One protester was killed, Reuters reports, after the military fired live rounds at a protest in Cairo. However, they weren’t the only ones attacking the Brotherhood:
An Egyptian army vehicle fired live rounds in the direction of Muslim Brotherhood supporters who had been pushed away from Cairo’s Tahrir Square by security forces, a Reuters witness said. Medical sources said one Brotherhood supporter had died from a gunshot wound in clashes in the center of the capital.

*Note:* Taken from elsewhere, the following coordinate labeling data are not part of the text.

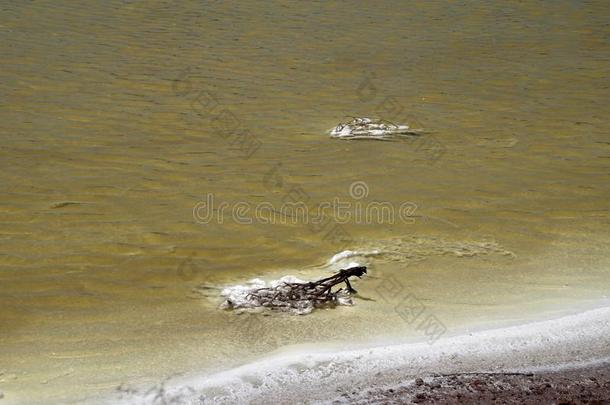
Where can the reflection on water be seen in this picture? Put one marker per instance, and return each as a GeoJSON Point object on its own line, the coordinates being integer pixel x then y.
{"type": "Point", "coordinates": [118, 117]}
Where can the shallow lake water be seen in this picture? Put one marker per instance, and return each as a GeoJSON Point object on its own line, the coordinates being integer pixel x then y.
{"type": "Point", "coordinates": [120, 119]}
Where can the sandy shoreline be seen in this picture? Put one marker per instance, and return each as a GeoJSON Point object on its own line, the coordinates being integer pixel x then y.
{"type": "Point", "coordinates": [583, 385]}
{"type": "Point", "coordinates": [522, 356]}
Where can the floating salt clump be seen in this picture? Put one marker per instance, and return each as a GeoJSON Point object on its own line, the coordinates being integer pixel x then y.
{"type": "Point", "coordinates": [367, 128]}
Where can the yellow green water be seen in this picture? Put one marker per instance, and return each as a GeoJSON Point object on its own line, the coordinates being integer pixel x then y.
{"type": "Point", "coordinates": [110, 138]}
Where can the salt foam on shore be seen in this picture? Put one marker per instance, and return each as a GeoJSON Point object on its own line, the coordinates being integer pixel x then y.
{"type": "Point", "coordinates": [321, 374]}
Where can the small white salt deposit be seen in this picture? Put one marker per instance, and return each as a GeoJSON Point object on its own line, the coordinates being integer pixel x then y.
{"type": "Point", "coordinates": [367, 128]}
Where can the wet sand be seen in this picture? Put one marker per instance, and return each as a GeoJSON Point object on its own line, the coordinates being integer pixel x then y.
{"type": "Point", "coordinates": [590, 385]}
{"type": "Point", "coordinates": [505, 363]}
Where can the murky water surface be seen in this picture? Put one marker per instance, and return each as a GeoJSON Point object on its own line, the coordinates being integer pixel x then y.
{"type": "Point", "coordinates": [118, 118]}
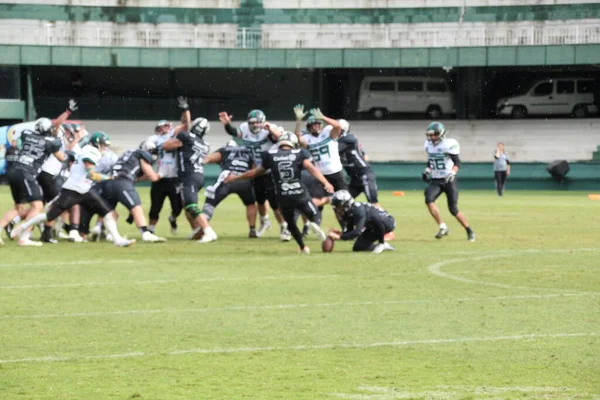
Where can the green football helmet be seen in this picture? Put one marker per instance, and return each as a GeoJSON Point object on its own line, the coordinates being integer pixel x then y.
{"type": "Point", "coordinates": [310, 125]}
{"type": "Point", "coordinates": [99, 138]}
{"type": "Point", "coordinates": [435, 132]}
{"type": "Point", "coordinates": [256, 120]}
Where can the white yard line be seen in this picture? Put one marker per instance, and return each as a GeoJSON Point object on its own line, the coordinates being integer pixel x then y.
{"type": "Point", "coordinates": [295, 306]}
{"type": "Point", "coordinates": [167, 281]}
{"type": "Point", "coordinates": [336, 346]}
{"type": "Point", "coordinates": [436, 269]}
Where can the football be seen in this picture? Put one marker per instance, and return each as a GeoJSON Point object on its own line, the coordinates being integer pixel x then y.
{"type": "Point", "coordinates": [327, 245]}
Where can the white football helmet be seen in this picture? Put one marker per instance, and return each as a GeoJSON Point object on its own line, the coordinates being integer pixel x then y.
{"type": "Point", "coordinates": [200, 126]}
{"type": "Point", "coordinates": [344, 125]}
{"type": "Point", "coordinates": [43, 126]}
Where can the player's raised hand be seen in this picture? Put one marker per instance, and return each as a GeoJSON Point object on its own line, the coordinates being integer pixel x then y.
{"type": "Point", "coordinates": [299, 112]}
{"type": "Point", "coordinates": [225, 118]}
{"type": "Point", "coordinates": [316, 112]}
{"type": "Point", "coordinates": [72, 107]}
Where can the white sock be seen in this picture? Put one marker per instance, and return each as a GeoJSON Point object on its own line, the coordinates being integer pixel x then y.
{"type": "Point", "coordinates": [111, 226]}
{"type": "Point", "coordinates": [38, 219]}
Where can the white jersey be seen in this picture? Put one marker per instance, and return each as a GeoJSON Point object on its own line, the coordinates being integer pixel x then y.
{"type": "Point", "coordinates": [53, 165]}
{"type": "Point", "coordinates": [108, 159]}
{"type": "Point", "coordinates": [14, 132]}
{"type": "Point", "coordinates": [438, 157]}
{"type": "Point", "coordinates": [78, 180]}
{"type": "Point", "coordinates": [65, 171]}
{"type": "Point", "coordinates": [166, 165]}
{"type": "Point", "coordinates": [256, 143]}
{"type": "Point", "coordinates": [324, 151]}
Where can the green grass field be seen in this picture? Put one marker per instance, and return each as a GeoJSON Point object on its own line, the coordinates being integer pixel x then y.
{"type": "Point", "coordinates": [515, 315]}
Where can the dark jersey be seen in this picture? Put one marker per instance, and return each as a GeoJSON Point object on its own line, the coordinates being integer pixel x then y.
{"type": "Point", "coordinates": [35, 149]}
{"type": "Point", "coordinates": [128, 166]}
{"type": "Point", "coordinates": [191, 154]}
{"type": "Point", "coordinates": [360, 217]}
{"type": "Point", "coordinates": [286, 170]}
{"type": "Point", "coordinates": [352, 156]}
{"type": "Point", "coordinates": [237, 159]}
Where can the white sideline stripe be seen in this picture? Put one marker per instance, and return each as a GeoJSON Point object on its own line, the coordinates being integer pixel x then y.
{"type": "Point", "coordinates": [166, 281]}
{"type": "Point", "coordinates": [213, 259]}
{"type": "Point", "coordinates": [294, 306]}
{"type": "Point", "coordinates": [64, 263]}
{"type": "Point", "coordinates": [304, 347]}
{"type": "Point", "coordinates": [436, 269]}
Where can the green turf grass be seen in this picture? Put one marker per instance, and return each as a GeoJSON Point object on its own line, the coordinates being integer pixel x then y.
{"type": "Point", "coordinates": [515, 315]}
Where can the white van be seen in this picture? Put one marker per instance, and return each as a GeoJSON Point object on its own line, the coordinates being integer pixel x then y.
{"type": "Point", "coordinates": [560, 96]}
{"type": "Point", "coordinates": [406, 94]}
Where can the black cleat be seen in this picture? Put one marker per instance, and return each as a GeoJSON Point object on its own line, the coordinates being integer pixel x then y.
{"type": "Point", "coordinates": [173, 223]}
{"type": "Point", "coordinates": [305, 230]}
{"type": "Point", "coordinates": [8, 229]}
{"type": "Point", "coordinates": [471, 236]}
{"type": "Point", "coordinates": [443, 232]}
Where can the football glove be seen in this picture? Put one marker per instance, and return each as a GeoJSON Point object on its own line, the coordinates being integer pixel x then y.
{"type": "Point", "coordinates": [299, 112]}
{"type": "Point", "coordinates": [450, 177]}
{"type": "Point", "coordinates": [316, 112]}
{"type": "Point", "coordinates": [182, 103]}
{"type": "Point", "coordinates": [72, 107]}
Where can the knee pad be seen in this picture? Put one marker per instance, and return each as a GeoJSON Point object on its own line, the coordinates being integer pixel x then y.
{"type": "Point", "coordinates": [208, 210]}
{"type": "Point", "coordinates": [193, 209]}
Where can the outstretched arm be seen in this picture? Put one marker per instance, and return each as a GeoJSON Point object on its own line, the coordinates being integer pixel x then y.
{"type": "Point", "coordinates": [225, 119]}
{"type": "Point", "coordinates": [337, 129]}
{"type": "Point", "coordinates": [308, 165]}
{"type": "Point", "coordinates": [253, 173]}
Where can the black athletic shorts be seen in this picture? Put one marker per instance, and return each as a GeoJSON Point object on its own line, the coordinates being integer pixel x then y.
{"type": "Point", "coordinates": [24, 186]}
{"type": "Point", "coordinates": [121, 190]}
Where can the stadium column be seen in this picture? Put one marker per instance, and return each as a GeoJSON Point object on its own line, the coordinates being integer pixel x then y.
{"type": "Point", "coordinates": [469, 89]}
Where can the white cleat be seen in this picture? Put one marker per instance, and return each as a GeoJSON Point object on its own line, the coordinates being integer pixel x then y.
{"type": "Point", "coordinates": [29, 242]}
{"type": "Point", "coordinates": [285, 235]}
{"type": "Point", "coordinates": [195, 234]}
{"type": "Point", "coordinates": [16, 232]}
{"type": "Point", "coordinates": [317, 231]}
{"type": "Point", "coordinates": [264, 226]}
{"type": "Point", "coordinates": [124, 242]}
{"type": "Point", "coordinates": [75, 237]}
{"type": "Point", "coordinates": [305, 250]}
{"type": "Point", "coordinates": [150, 237]}
{"type": "Point", "coordinates": [209, 236]}
{"type": "Point", "coordinates": [379, 248]}
{"type": "Point", "coordinates": [388, 247]}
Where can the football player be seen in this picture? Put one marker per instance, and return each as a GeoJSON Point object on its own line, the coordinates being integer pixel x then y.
{"type": "Point", "coordinates": [236, 160]}
{"type": "Point", "coordinates": [168, 185]}
{"type": "Point", "coordinates": [443, 164]}
{"type": "Point", "coordinates": [191, 151]}
{"type": "Point", "coordinates": [132, 165]}
{"type": "Point", "coordinates": [321, 142]}
{"type": "Point", "coordinates": [78, 190]}
{"type": "Point", "coordinates": [286, 163]}
{"type": "Point", "coordinates": [258, 139]}
{"type": "Point", "coordinates": [362, 178]}
{"type": "Point", "coordinates": [362, 222]}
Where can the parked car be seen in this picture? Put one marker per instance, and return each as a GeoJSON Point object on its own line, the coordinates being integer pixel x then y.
{"type": "Point", "coordinates": [560, 96]}
{"type": "Point", "coordinates": [382, 95]}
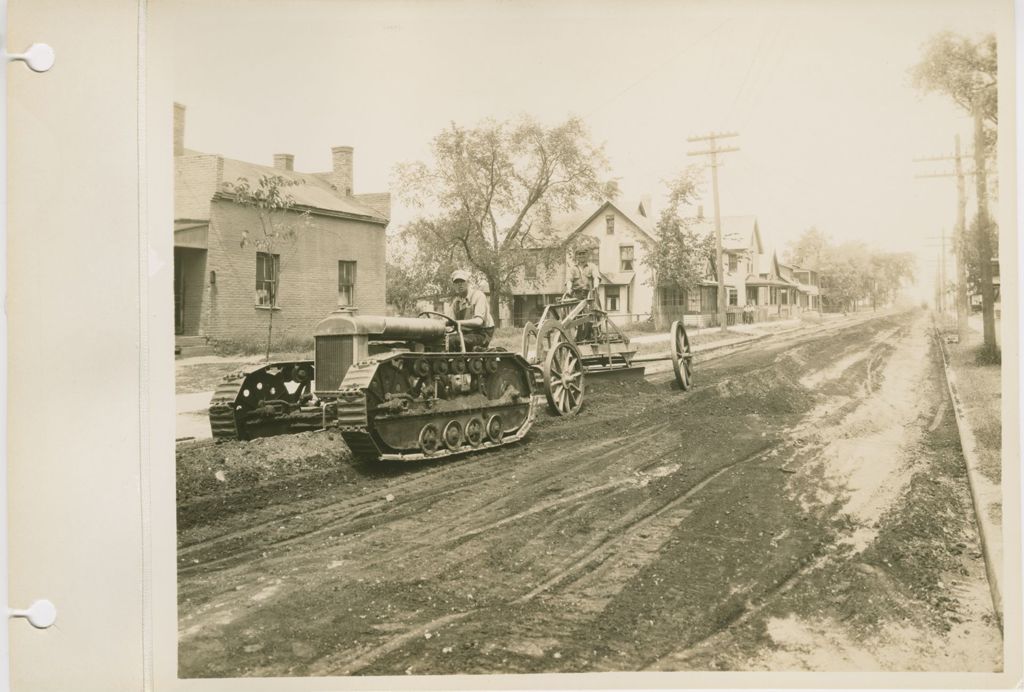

Onlookers threw rocks at the pro-Mursi protesters, who hurled them back. Riot police had earlier fired tear gas to push back the march.
Thousands of protesters headed toward the site of a Brotherhood protest camp in northeast Cairo which was crushed by security forces in August.
Members of the Brotherhood, which has been banned by court order, tried to reach the presidential palace but were turned back by police.
After three months of coup-installed autocracy, the Muslim Brotherhood seems as impotent as ever. (They also chose a very odd day to stage this demonstration.) This brings us back to McClatchy, where Nancy Youssef writes that Egyptians seem to prefer this mode of government over the incompetent and provocative leadership of what had been the most respected opposition force in the nation during the Mubarak era. At the very least, the form of government is not their main concern at all:
The mass protests that once drew international attention are now a distant memory. Indeed, the military enjoys unprecedented popularity since the 2011 uprising that was supposed to end its grip on the country. Residents say they’ve lost interest in protests; they did not lead to change or solve their immediate problems. …
Last month, seven revolutionary parties, including Maher’s, agreed to put aside their differences and form a coalition, the Revolution Path Front. Instead of seeking the presidency or changing the way the nation operates, the front now seeks smaller victories like raising the minimum wage in the private sector and getting the state to restart train operations, which had been fully shut down since Aug. 14 when the police and military routed a Brotherhood sit-in, killing as many as 1,100 people. Earlier this week, the government opened some stops.
“We are pushing for the problems of the people,” said Hatem Tallima, a member of the Revolutionary Socialists movement and one of the 152 people who signed the document creating the new front. “This affects traffic and workers who pay more to ride in minibuses.”
The attention to such working-class concerns as pay raises and better working conditions marks a shift for the so-called revolutionaries, who mostly hail from Egypt’s elite classes. It’s a recognition that most Egyptians have thrown in with the military-imposed government and will remain loyal to it unless living conditions don’t improve.
The international community seems to have lost interest, too. Few of the Western media outlets have video of today’s clashes, offering terse written reports in their place. Even Al-Jazeera seems mainly diffident to the issue at this point:
Just as a thought experiment, try to remember the last time the White House demanded that Egypt proceed quickly to elections after the coup, or at least the last time the news media covered it. As far as I could research, we have to go back to mid-August. Looks like everyone’s thrown in the towel here.